Pero Ares contaba una verdad a medias, pues en el pasado perdió una que otra batalla, aunque no quisiera admitirlo. Y si bien la mayoría estaba al tanto de ello nadie se atrevería a corregirlo a menos que estuviera dispuesto a apostar su propia sangre.
Por último, Percival se dirigió al hombre de traje de pie ante él.
—Ahora Poseidón, mi querido hermano—dijo sin la mínima afabilidad—. ¿Acaso no fuiste tú quien sepultó a la ciudad de Atlantis bajo las olas sólo porque se negaron a rendirte pleitesías, y la usas ahora como palacio personal?
—Sí, lo hice—admitió el otro casi entre dientes.
—¿Y acaso no liberaste a la bestia Escila en medio de una borrachera para que despedazara a una doncella sólo porque te pareció que sería entretenido?
El silencio del otro sirvió como toda respuesta.
—Todos los que estamos aquí cargamos con crímenes iguales sobre nuestra espalda, algunos peores inclusive—continuó Percival ya sonando más cansado que colérico.
Diana sintió su propia espina de culpa en ese momento. Ella misma había abusado de su poder en más ocasiones de las que le gustaría admitir. Era un pasado oscuro que quizás nunca lograría expiar del todo.

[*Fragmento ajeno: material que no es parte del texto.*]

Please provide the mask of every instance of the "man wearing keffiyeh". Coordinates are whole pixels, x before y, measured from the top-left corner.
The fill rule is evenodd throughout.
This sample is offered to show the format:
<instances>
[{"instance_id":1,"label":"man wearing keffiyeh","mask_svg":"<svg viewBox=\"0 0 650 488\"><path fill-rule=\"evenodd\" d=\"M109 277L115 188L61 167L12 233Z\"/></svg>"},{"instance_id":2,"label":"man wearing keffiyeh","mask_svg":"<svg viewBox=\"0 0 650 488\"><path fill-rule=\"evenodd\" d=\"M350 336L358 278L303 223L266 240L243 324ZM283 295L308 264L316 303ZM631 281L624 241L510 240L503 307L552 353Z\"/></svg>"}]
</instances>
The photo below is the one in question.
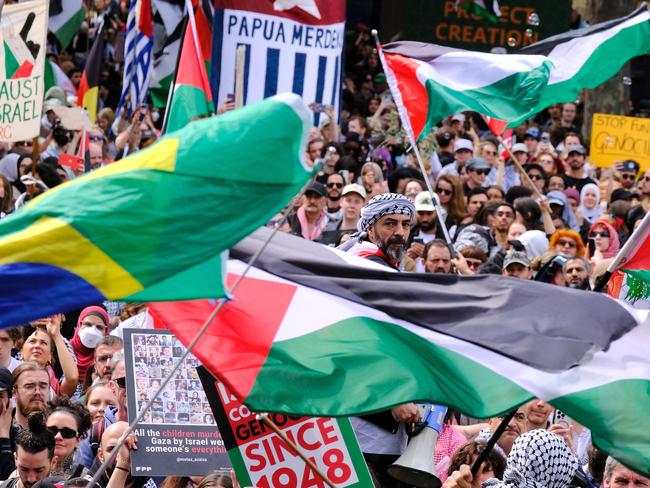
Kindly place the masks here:
<instances>
[{"instance_id":1,"label":"man wearing keffiyeh","mask_svg":"<svg viewBox=\"0 0 650 488\"><path fill-rule=\"evenodd\" d=\"M399 193L381 193L361 209L357 231L340 249L401 270L415 206Z\"/></svg>"}]
</instances>

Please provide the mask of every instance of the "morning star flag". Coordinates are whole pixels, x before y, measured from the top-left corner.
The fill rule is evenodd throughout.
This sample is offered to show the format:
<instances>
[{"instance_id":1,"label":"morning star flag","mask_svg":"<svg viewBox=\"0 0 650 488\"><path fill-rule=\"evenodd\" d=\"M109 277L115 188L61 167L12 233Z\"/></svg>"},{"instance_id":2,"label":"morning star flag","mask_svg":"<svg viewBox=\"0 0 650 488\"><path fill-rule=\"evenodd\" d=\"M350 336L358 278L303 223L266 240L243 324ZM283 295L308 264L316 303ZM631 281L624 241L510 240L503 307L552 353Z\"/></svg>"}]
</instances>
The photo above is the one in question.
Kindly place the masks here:
<instances>
[{"instance_id":1,"label":"morning star flag","mask_svg":"<svg viewBox=\"0 0 650 488\"><path fill-rule=\"evenodd\" d=\"M99 101L99 76L102 69L102 57L104 55L104 25L102 24L95 37L93 47L86 58L86 66L81 75L79 90L77 91L77 105L88 111L88 119L91 124L97 119L97 104Z\"/></svg>"},{"instance_id":2,"label":"morning star flag","mask_svg":"<svg viewBox=\"0 0 650 488\"><path fill-rule=\"evenodd\" d=\"M244 104L290 91L307 103L333 105L338 113L345 0L215 0L214 5L215 106L235 93L235 57L243 45Z\"/></svg>"},{"instance_id":3,"label":"morning star flag","mask_svg":"<svg viewBox=\"0 0 650 488\"><path fill-rule=\"evenodd\" d=\"M383 46L383 64L406 129L419 139L462 110L510 127L543 108L575 100L650 50L647 6L621 19L570 31L514 54L400 41ZM410 127L409 127L410 126Z\"/></svg>"},{"instance_id":4,"label":"morning star flag","mask_svg":"<svg viewBox=\"0 0 650 488\"><path fill-rule=\"evenodd\" d=\"M230 250L229 284L268 232ZM214 306L150 309L187 345ZM193 353L257 412L340 416L429 400L489 417L540 397L647 474L645 315L538 282L391 272L278 233Z\"/></svg>"},{"instance_id":5,"label":"morning star flag","mask_svg":"<svg viewBox=\"0 0 650 488\"><path fill-rule=\"evenodd\" d=\"M299 97L278 95L30 201L0 222L0 328L105 299L223 296L220 253L311 176L310 122Z\"/></svg>"},{"instance_id":6,"label":"morning star flag","mask_svg":"<svg viewBox=\"0 0 650 488\"><path fill-rule=\"evenodd\" d=\"M189 0L186 3L189 3ZM191 10L189 15L174 81L167 132L181 129L191 120L214 112L212 90L199 42L197 22Z\"/></svg>"},{"instance_id":7,"label":"morning star flag","mask_svg":"<svg viewBox=\"0 0 650 488\"><path fill-rule=\"evenodd\" d=\"M41 129L47 2L5 5L0 43L0 140L24 141Z\"/></svg>"}]
</instances>

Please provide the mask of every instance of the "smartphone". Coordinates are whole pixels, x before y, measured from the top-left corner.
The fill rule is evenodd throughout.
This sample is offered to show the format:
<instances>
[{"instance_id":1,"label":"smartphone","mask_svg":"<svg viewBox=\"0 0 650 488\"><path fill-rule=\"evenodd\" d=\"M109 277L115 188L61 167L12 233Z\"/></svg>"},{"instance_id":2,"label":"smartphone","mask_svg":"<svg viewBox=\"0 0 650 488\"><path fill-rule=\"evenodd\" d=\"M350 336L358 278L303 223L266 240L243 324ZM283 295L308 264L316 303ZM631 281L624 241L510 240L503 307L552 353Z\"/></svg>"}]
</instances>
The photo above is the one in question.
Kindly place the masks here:
<instances>
[{"instance_id":1,"label":"smartphone","mask_svg":"<svg viewBox=\"0 0 650 488\"><path fill-rule=\"evenodd\" d=\"M571 419L567 417L567 415L564 412L561 412L560 410L555 410L551 424L558 424L568 429L569 427L571 427Z\"/></svg>"}]
</instances>

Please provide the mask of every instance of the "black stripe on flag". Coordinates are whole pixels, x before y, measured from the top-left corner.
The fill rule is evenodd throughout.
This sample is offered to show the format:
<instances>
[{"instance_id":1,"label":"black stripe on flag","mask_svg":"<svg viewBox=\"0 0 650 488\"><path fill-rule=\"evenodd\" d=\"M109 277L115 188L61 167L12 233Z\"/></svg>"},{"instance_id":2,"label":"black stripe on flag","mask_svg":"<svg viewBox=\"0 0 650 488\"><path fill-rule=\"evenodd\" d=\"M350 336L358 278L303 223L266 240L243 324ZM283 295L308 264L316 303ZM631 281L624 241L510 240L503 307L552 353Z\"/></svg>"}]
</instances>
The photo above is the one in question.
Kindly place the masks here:
<instances>
[{"instance_id":1,"label":"black stripe on flag","mask_svg":"<svg viewBox=\"0 0 650 488\"><path fill-rule=\"evenodd\" d=\"M260 229L230 251L247 262ZM546 371L580 364L637 325L611 298L497 275L395 273L348 264L331 248L278 233L255 266Z\"/></svg>"},{"instance_id":2,"label":"black stripe on flag","mask_svg":"<svg viewBox=\"0 0 650 488\"><path fill-rule=\"evenodd\" d=\"M522 49L519 49L518 51L516 51L516 54L541 54L543 56L547 56L548 54L550 54L553 48L555 48L560 44L564 44L565 42L569 42L573 39L577 39L581 37L584 38L593 34L597 34L599 32L606 31L608 29L611 29L612 27L616 27L617 25L622 24L623 22L626 22L638 15L645 13L647 10L648 10L648 6L644 3L643 6L639 7L634 12L632 12L629 15L626 15L625 17L608 20L606 22L601 22L600 24L595 24L589 27L585 27L583 29L575 29L575 30L570 30L568 32L564 32L562 34L557 34L555 36L544 39L543 41L539 41L536 42L535 44L531 44L530 46L526 46Z\"/></svg>"}]
</instances>

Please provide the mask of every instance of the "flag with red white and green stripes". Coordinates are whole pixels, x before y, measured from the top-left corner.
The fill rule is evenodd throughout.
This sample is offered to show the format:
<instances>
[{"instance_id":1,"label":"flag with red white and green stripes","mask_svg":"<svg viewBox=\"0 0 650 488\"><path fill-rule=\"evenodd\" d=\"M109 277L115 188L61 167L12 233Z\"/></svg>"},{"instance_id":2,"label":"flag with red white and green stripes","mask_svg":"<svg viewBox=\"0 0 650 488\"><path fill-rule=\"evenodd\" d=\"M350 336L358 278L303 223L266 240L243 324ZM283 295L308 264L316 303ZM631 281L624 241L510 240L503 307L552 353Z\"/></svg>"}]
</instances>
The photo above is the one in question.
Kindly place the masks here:
<instances>
[{"instance_id":1,"label":"flag with red white and green stripes","mask_svg":"<svg viewBox=\"0 0 650 488\"><path fill-rule=\"evenodd\" d=\"M229 284L267 235L231 249ZM188 344L214 306L150 310ZM193 352L254 411L345 416L432 401L490 417L543 398L650 474L646 315L503 276L391 272L278 234Z\"/></svg>"}]
</instances>

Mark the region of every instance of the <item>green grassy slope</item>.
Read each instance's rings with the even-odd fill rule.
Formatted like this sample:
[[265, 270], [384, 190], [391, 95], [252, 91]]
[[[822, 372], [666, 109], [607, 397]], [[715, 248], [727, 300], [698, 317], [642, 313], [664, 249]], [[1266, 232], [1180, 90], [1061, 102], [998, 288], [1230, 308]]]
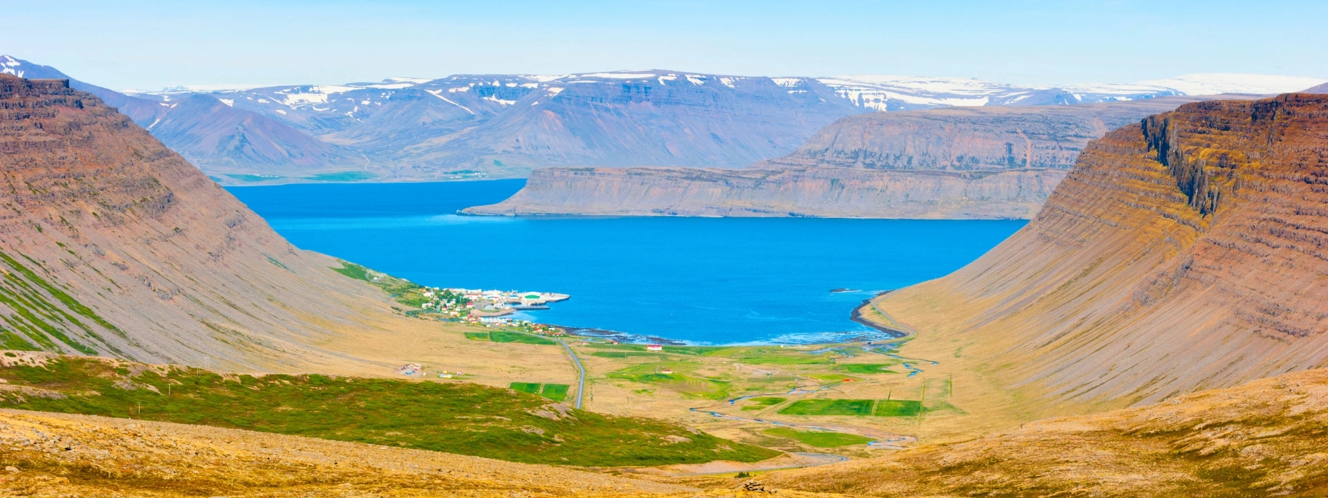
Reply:
[[[92, 357], [0, 368], [0, 406], [202, 424], [529, 463], [758, 461], [778, 452], [651, 418], [614, 417], [467, 382], [222, 376]], [[13, 356], [9, 356], [13, 355]], [[25, 386], [25, 388], [19, 388]], [[28, 389], [36, 388], [36, 389]]]

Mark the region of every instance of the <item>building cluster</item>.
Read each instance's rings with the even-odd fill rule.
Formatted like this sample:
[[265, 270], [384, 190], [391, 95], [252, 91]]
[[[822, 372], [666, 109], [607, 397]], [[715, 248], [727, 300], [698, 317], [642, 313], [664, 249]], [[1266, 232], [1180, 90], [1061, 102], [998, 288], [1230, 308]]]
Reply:
[[[563, 293], [473, 288], [426, 288], [420, 307], [453, 317], [498, 316], [517, 309], [542, 309], [546, 303], [567, 299]], [[466, 320], [475, 323], [477, 320]]]

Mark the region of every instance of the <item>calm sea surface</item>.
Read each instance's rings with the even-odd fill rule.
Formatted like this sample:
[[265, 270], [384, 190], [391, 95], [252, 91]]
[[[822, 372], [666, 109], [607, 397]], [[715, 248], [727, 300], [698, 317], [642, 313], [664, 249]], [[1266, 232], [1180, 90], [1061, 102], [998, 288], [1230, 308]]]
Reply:
[[[436, 287], [570, 293], [523, 317], [695, 344], [870, 333], [863, 299], [946, 275], [1021, 220], [489, 218], [523, 181], [232, 187], [301, 248]], [[850, 288], [855, 292], [830, 292]]]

El rey se puso de pie con algo de dificultad. Por debajo de su porte orgulloso, en las arrugas junto a los ojos y las gotas grisáceas que poblaban el mar negro de su barba, se atisbaban los signos de desgaste de un dios que no era la sombra del que alguna vez fue.
—Déjame refrescarte la memoria, a ti y a todo el que alcance a escucharme. Hace siglos se decidió que el Olimpo y los demás reinos serían sellados y nuestra raza se mantendría oculta, no por capricho mío. No, el Tratado fue firmado por una mayoría que abrió los ojos y vio que nuestro reinado sólo causaba daño a los mortales. Éramos tiranos sin más, llevando la ruina y la miseria a donde fuéramos. Por ello consideramos que sería mejor para ellos si creían que durante todo este tiempo fuimos sólo leyendas y nada más. —Paseó la vista a través de la sala como retándolos a contradecirle—.Y ahora, después de todo este tiempo, pretendes que regresemos las cosas a cómo eran antes, que comencemos a exigir sacrificios de nuevo, a vengarnos con crueldad si no nos complacen o nos ofenden y a arrasar con la relativa paz que ha reinado en los últimos tiempos.

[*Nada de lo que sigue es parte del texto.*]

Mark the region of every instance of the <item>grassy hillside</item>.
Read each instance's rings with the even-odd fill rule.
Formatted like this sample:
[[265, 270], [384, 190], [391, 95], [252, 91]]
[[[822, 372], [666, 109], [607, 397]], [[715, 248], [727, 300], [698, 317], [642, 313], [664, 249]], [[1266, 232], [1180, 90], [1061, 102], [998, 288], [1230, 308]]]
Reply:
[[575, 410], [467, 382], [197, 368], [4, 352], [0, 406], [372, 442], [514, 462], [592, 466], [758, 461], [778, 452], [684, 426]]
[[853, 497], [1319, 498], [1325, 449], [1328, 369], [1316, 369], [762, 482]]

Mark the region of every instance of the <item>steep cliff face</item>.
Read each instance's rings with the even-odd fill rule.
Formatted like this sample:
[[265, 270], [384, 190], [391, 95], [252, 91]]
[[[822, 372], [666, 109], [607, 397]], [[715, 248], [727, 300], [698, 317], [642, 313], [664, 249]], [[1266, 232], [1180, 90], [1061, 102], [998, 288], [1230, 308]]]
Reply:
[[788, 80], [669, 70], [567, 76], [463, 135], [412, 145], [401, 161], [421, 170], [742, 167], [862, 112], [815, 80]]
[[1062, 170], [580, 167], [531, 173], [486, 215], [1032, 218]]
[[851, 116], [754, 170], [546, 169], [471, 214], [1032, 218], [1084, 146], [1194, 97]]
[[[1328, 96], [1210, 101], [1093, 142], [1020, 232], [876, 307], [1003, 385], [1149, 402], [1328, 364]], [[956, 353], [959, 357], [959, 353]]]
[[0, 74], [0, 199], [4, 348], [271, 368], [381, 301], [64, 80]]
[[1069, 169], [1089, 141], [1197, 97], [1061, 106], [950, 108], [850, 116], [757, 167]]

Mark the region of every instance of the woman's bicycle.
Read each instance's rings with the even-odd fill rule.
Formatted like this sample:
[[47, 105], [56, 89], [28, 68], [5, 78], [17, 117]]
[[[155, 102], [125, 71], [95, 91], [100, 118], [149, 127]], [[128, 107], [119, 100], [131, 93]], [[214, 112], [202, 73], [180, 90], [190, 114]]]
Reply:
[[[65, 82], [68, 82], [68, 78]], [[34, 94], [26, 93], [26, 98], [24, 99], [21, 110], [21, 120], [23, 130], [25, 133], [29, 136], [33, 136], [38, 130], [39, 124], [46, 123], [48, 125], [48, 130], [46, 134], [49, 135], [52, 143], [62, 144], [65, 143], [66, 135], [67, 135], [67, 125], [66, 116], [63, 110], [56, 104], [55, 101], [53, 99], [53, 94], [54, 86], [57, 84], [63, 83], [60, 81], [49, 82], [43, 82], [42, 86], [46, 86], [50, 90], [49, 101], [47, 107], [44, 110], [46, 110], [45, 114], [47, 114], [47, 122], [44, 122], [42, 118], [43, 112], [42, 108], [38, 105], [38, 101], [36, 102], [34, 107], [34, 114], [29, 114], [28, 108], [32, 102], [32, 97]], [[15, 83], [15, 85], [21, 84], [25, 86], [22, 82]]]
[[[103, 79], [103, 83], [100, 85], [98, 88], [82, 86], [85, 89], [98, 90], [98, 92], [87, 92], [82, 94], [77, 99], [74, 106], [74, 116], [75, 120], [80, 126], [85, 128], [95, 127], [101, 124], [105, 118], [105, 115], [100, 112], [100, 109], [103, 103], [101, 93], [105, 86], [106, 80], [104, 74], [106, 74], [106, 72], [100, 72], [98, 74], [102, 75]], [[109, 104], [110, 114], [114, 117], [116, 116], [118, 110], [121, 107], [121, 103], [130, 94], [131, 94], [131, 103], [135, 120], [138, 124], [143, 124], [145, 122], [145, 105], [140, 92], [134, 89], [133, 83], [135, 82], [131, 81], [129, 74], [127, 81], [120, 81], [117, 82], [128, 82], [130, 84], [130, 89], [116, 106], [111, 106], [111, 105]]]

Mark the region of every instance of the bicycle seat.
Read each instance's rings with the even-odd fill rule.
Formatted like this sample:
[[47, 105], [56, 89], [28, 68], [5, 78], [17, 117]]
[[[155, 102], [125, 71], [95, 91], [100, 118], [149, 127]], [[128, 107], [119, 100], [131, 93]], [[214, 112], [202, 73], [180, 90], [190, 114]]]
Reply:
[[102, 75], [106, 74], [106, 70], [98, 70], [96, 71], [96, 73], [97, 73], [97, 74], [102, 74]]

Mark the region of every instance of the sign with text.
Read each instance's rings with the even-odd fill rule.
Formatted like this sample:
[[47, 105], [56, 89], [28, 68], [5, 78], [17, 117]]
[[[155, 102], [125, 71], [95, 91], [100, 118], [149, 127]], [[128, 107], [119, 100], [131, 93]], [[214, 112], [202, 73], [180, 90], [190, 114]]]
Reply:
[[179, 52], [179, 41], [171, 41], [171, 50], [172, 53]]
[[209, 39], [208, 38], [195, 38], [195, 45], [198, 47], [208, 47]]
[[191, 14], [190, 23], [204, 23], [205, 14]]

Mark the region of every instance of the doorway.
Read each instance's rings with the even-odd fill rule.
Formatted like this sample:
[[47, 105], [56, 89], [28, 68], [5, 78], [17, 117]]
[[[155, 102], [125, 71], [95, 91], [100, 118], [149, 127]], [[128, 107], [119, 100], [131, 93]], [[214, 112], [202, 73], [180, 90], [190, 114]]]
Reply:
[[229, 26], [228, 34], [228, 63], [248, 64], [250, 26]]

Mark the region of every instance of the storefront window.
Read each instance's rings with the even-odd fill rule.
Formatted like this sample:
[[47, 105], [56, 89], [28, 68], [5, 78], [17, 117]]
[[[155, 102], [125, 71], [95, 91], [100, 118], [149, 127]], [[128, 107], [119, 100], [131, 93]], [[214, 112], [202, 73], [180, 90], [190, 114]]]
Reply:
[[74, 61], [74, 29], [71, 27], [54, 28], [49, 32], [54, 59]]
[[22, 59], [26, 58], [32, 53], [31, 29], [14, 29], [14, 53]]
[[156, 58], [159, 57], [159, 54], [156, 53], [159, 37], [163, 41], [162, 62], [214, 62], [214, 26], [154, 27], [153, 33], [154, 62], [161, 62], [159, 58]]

»Pues déjame decirte esto, y escúchame bien porque no lo voy a repetir. Mi respuesta y la de todo aquel que votó a favor de la medida durante el Concilio de Separación es: ¡no! Y así se mantendrá hasta el fin de los tiempos, me aseguraré de ello cueste lo que cueste. Ahora, si siquiera vuelves a pensar en revivir este tema otra vez, Poseidón, juro por Estigia que te encerraré en el Tártaro sin una pizca de remordimiento. Fuera de mí vista, antes de que me arrepienta.
Y como una tormenta que va perdiendo fuerza después de que los rayos estallaron contra la tierra, el rey se dejó caer pesadamente sobre su trono dorado.
—Todos ustedes también, ¡largo!
No hizo falta que lo dijera dos veces. Todos en la sala se largaron como balas, un pálido y para nada contento Poseidón incluido.
De ser otro momento Diana se habría tomado su tiempo para deleitarse en la derrota del presumido Señor de los Mares—pagaría una buena suma inclusive por una foto de su cara—, pero ahora tenía cosas más apremiantes en mente.
Cuando la última persona abandonó la sala Diana se encaminó resuelta hacia el gran trono donde el sombrío rey permanecía. Debía hablar con Percival a como diera lugar, aun corriendo el riesgo de que se la comiera viva.